GARDEL, A. and GRATIOT, N., 2005. A satellite image-based method for estimating rates of mud bank migration, French Guiana, South America. Journal of Coastal Research, 21(4), 720‐728. West Palm Beach (Florida), ISSN 07490208. The muddy Guyanas coastline in South America experiences significant short-term change involving alternations of accretion and erosion as a result of the influence of mud from the Amazon River. In French Guiana, the dynamic changes due to mud banks permanently migrating alongshore have a considerable impact on both coastal ecology and economic activities. As a result, monitoring of these mud banks constitutes an important coastal management issue. In this article, focus is placed on the development of a method for the monitoring mud bank migration rates since 1986 between the coastal cities of Cayenne and Kourou, spaced 60 km apart and using for the first time high temporal resolution satellite images rather than aerial photographs. To achieve this, 16 satellite pour l’observation de la terre (SPOT) images and one Landsat image covering the period 1986‐2002 were acquired and integrated in a geographical information system (GIS). Because of tidal range variation on this mesotidal coast, mud bank characteristics cannot be objectively quantified using classical methods.
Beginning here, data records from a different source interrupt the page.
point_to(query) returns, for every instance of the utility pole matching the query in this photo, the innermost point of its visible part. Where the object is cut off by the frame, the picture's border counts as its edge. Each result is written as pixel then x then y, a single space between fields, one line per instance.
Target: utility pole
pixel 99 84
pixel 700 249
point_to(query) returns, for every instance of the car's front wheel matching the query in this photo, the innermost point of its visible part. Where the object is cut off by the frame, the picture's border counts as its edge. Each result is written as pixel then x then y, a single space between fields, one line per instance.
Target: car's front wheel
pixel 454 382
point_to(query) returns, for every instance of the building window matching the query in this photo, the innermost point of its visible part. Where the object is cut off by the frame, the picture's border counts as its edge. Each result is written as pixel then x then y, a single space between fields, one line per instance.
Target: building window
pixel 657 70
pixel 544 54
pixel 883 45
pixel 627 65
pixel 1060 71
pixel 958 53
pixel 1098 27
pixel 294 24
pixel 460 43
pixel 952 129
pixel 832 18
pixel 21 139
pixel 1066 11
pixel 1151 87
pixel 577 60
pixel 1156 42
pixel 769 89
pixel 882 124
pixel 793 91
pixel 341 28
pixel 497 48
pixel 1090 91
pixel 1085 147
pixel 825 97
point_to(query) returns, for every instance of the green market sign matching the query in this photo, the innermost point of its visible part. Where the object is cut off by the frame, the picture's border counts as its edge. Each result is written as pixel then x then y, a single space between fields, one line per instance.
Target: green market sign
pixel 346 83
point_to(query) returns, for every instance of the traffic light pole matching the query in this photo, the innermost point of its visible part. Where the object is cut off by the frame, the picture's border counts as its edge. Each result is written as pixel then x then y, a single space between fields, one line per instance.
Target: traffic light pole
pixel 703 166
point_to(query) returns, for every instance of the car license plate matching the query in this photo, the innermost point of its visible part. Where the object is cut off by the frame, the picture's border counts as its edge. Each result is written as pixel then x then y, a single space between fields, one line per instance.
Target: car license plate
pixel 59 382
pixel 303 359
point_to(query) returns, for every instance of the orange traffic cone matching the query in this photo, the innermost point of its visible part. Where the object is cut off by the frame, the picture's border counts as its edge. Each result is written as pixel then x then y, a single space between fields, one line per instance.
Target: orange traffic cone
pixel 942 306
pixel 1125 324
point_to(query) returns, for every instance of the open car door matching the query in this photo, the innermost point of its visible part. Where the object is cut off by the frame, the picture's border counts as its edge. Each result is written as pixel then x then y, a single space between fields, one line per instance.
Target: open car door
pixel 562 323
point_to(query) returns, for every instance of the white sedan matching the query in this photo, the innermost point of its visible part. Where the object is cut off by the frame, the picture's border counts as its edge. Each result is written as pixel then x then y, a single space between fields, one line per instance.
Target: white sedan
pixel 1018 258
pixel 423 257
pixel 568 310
Mathematical processing of the satellite imagery data, including correction for tides, was performed to obtain a set of coherent data for analysis of parts of the mud bank associated with intertidal mudflat development, from which quantification rates of mud bank migration becomes feasible. Rates of long shore migration of the mud bank recorded up to 2002 are highly variable. The intertidal part of the bank has slowed down in the past years, resulting in a cross-shore extension of the bank. This slowdown occurred following a rate of migration much higher than those reported in the literature. Seasonal events are also recorded between 2001 and 2002. The variability in rates of migration deduced from the method reported in this study corroborates a pattern reported from earlier studies in Guyana, Surinam, and French Guiana based on more traditional methods, notably aerial photographs. This variability is tentatively attributed to changes in wind intensity and to local environmental parameters, such as coastline orientation, and the occurrence river estuary outflow and bedrock headlands.